Farmers Business Network "Shakes Things Up" with First of Its Kind Off-Patent Traited Corn Line

Wed, 13 Mar 2019 11:47:57 CDT

Farmers Business Network In just the few years since its inception, Farmers Business Network (FBN) has managed to change the way a growing number of farmers do business, in a bold attempt to disrupt the current model under which the ag industry operates. During the 2019 Commodity Classic in Orlando recently, Radio Oklahoma Ag Network Associate Farm Director Carson Horn had the chance to sit down with Ron Wulfkuhle, head of seeds for FBN's new seed division, F2F Genetics Network, who has been charged with changing the way farmers buy their seeds.


This past August, Wulfkuhle says FBN launched its line of conventional corn hybrids. About a month ago, the company also launched its first traited corn line. Nonchalantly, Wulfkuhle remarked on the significance of this product and its potential to not only change how farmers buy seed, but completely revolutionize it.

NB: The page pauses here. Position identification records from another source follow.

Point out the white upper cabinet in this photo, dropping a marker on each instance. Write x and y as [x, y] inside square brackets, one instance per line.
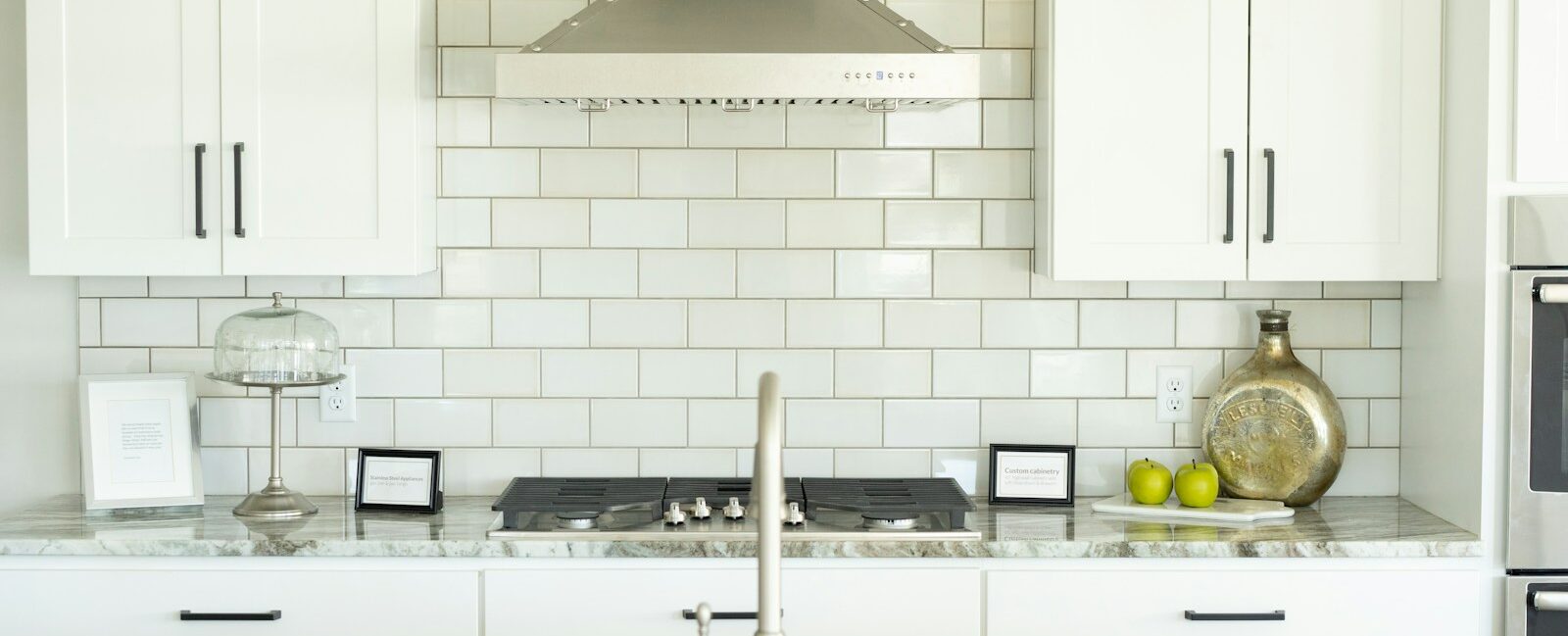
[122, 136]
[1346, 94]
[323, 162]
[1149, 124]
[1176, 125]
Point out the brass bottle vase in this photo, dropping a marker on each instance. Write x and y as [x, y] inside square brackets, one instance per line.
[1274, 429]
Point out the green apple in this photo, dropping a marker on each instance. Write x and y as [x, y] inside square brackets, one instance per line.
[1197, 484]
[1149, 481]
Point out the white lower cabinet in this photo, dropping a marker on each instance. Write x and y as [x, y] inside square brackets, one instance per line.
[149, 602]
[1142, 602]
[650, 602]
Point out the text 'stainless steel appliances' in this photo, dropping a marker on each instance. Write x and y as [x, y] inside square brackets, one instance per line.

"Quite frankly, that's kind of what other companies are already doing in the industry," Wulfkuhle said. "But, what we've just done is we've been able to put together what I would call off-patent traits. These are traits that the patents have expired on, but in new genetics. This is going to be the first time this type of technology has ever been planted in corn in the US."

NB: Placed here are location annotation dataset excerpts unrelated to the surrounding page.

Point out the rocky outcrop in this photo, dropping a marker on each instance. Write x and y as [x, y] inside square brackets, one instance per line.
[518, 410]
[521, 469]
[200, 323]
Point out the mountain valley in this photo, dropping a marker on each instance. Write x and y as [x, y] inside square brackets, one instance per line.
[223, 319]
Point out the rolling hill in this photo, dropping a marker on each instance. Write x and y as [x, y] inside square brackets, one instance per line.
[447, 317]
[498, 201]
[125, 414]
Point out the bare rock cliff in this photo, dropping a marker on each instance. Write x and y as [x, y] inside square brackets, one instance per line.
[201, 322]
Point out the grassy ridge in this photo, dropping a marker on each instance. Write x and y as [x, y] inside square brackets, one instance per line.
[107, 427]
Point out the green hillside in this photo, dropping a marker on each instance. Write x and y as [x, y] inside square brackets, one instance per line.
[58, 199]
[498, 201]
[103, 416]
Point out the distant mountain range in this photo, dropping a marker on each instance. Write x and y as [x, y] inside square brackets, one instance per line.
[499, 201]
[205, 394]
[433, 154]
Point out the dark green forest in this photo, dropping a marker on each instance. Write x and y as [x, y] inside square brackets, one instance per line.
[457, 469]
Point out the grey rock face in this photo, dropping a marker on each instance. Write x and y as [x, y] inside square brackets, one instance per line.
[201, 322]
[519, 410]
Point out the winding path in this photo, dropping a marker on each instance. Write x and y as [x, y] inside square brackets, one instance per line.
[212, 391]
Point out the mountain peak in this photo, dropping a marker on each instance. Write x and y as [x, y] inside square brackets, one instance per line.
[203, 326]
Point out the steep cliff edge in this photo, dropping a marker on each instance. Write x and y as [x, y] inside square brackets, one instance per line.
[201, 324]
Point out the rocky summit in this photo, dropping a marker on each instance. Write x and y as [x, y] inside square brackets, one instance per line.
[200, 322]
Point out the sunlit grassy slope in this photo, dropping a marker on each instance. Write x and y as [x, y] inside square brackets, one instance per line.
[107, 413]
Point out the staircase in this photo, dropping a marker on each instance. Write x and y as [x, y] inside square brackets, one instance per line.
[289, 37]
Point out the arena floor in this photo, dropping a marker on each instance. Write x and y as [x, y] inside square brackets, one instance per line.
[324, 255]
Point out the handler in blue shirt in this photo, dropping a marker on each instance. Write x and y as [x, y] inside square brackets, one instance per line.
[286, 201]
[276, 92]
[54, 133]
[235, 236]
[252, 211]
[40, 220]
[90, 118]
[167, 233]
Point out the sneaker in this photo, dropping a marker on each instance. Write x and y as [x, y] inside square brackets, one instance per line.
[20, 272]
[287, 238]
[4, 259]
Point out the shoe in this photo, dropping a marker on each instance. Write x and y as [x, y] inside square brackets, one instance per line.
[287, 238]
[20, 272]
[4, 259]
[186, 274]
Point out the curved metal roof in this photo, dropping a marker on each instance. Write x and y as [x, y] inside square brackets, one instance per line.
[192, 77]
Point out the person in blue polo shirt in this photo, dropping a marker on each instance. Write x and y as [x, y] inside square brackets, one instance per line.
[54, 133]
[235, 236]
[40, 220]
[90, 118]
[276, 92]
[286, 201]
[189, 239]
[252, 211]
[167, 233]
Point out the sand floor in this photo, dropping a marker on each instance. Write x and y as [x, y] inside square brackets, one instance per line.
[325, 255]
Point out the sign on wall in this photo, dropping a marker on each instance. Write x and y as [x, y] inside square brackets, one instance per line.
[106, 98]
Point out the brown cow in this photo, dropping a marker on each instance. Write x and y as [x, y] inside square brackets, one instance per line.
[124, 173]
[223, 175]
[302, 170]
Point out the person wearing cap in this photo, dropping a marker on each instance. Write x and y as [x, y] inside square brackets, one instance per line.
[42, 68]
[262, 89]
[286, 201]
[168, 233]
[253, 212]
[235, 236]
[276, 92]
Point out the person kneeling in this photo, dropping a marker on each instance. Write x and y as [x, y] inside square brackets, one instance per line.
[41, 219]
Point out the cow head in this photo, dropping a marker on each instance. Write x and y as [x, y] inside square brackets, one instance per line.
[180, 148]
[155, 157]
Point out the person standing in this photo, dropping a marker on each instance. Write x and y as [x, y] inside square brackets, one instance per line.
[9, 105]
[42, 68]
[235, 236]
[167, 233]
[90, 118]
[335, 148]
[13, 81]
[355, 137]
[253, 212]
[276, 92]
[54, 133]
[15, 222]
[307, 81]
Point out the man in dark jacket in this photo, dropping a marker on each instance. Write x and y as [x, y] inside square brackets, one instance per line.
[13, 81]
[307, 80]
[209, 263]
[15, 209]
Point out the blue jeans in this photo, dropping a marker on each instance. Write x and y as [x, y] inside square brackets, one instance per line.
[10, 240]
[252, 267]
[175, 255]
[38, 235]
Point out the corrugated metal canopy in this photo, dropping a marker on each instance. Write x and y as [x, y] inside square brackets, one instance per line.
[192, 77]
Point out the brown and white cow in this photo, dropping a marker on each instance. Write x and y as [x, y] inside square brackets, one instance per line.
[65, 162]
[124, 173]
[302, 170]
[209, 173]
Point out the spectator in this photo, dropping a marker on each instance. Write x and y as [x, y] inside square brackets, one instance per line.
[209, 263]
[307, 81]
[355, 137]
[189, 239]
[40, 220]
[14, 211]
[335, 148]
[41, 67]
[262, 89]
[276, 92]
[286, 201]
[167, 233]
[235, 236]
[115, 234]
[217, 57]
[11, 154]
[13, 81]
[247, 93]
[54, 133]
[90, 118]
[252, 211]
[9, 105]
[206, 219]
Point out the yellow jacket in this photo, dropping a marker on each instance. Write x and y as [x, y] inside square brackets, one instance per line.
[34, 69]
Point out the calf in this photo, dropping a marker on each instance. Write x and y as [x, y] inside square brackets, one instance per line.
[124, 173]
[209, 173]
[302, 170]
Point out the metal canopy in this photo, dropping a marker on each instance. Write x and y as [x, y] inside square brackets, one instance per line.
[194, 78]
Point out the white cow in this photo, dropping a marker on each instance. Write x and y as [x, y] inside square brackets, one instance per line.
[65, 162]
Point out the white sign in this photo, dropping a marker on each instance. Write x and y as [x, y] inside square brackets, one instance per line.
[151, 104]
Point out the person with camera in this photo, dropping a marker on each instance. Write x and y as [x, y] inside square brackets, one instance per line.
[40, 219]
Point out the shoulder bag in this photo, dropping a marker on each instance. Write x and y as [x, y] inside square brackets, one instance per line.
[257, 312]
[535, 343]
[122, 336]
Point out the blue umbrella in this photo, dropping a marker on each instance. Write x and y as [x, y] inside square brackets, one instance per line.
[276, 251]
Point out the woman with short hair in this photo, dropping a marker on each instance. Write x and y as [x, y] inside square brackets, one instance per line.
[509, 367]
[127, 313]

So, what does that mean for farmers? According to Wulfkuhle, it has the potential to bring real competition to the traited corn marketplace and give the genetic innovation companies a run for their money.


"Once we complete the development of these products, then farmers will be able to have an entire new range of options," he said. "This is research right now. We still have a lot of work to do, but we're really excited that we have these traits in hybrid corn and that they're going in the field."

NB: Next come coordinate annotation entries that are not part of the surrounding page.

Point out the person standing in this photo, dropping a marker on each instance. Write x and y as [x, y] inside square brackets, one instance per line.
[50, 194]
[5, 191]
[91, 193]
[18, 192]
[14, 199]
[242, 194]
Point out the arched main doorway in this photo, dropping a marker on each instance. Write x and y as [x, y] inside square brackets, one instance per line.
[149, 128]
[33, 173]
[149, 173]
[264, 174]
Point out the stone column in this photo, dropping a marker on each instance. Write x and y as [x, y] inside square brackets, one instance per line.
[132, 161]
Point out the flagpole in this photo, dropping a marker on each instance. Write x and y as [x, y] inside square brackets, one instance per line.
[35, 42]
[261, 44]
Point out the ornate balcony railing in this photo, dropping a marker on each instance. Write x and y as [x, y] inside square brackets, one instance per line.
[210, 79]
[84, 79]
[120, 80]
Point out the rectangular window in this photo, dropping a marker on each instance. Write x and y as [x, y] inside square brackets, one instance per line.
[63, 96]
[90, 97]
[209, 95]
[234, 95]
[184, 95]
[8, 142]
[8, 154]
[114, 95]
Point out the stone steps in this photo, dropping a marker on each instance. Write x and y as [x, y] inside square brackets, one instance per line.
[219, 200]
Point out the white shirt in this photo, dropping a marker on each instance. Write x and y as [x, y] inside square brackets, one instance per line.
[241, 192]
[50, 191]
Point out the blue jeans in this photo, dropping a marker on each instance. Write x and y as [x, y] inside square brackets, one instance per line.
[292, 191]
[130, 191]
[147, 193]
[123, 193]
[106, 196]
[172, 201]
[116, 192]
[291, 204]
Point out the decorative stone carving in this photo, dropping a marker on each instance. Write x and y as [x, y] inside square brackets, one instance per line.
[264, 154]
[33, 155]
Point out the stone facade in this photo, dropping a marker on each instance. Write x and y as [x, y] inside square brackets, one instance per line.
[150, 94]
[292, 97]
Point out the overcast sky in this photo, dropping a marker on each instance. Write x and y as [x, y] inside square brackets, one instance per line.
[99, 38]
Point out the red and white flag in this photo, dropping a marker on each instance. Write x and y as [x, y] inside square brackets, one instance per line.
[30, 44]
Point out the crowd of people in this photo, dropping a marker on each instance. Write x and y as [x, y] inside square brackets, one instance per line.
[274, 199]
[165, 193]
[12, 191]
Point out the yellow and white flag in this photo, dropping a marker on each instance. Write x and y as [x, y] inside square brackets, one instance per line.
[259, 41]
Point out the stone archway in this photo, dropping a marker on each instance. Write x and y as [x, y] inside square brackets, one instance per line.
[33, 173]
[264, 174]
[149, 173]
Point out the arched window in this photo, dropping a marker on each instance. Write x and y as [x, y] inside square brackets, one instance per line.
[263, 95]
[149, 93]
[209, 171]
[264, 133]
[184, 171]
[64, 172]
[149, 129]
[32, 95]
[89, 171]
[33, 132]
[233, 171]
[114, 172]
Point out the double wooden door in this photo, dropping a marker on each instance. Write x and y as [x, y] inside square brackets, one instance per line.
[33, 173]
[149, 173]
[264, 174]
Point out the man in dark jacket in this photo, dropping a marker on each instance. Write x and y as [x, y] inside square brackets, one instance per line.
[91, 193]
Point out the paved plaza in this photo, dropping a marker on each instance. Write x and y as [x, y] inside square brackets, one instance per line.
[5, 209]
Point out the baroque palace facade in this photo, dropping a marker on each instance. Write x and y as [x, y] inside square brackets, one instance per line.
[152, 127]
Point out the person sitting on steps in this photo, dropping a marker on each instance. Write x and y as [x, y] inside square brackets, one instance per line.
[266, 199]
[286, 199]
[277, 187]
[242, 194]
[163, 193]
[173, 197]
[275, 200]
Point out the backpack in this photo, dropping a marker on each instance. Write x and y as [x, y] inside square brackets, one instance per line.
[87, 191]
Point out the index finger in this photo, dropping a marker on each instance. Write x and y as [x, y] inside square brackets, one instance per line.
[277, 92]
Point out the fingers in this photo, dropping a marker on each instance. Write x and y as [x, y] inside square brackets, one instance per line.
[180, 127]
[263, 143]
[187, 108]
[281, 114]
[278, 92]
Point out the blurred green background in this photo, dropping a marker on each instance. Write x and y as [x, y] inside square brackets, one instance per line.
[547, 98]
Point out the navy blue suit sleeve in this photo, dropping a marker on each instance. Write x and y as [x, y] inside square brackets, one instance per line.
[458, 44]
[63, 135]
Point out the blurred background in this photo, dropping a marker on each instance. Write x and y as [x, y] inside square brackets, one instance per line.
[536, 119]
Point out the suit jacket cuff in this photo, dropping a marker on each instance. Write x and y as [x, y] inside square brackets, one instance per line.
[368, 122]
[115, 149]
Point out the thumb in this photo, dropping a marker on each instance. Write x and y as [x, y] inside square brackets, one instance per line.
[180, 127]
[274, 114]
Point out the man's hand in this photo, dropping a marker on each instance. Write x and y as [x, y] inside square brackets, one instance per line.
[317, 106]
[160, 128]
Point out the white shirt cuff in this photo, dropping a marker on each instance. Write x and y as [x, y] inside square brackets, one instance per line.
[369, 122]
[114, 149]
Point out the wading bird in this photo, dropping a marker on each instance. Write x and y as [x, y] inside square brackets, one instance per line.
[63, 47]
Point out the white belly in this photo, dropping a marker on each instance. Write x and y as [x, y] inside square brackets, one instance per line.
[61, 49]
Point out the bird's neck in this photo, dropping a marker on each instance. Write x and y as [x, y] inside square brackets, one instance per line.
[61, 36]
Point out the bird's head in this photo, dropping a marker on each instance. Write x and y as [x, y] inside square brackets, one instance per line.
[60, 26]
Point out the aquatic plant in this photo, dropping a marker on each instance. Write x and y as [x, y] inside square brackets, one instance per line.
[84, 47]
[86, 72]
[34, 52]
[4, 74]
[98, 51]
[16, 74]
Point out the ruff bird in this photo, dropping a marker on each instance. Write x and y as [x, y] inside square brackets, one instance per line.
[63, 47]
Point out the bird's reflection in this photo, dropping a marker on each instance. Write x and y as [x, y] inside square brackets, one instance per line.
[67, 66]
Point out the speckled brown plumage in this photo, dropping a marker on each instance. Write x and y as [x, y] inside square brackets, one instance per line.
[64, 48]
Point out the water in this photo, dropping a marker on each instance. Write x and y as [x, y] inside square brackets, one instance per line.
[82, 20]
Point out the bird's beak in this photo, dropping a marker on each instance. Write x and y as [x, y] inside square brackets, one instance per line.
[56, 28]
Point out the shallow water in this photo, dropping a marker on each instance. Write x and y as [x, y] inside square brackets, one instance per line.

According to FBN, farmers spend approximately $10 billion in corn seed a year, most of which goes through seed company licensing to the trait developers. However, FBN has discovered an opportunity to circumvent these companies and the associated costs of doing business through them by taking advantage of proprietary traits that have come off of patent protection or those that soon will.


"Farmers will remember most of these products were launched back in the 90s or early 2000s. The life of a patent is 20 years. And of course, the tech companies have filed a lot of intellectual property-," Wulfkuhle explained. "So, we've spent a lot of effort with our legal counsel to work through and find a path that has clear freedom to operate and bring these products to the farmer. I believe it's really going to change a lot of things in the industry."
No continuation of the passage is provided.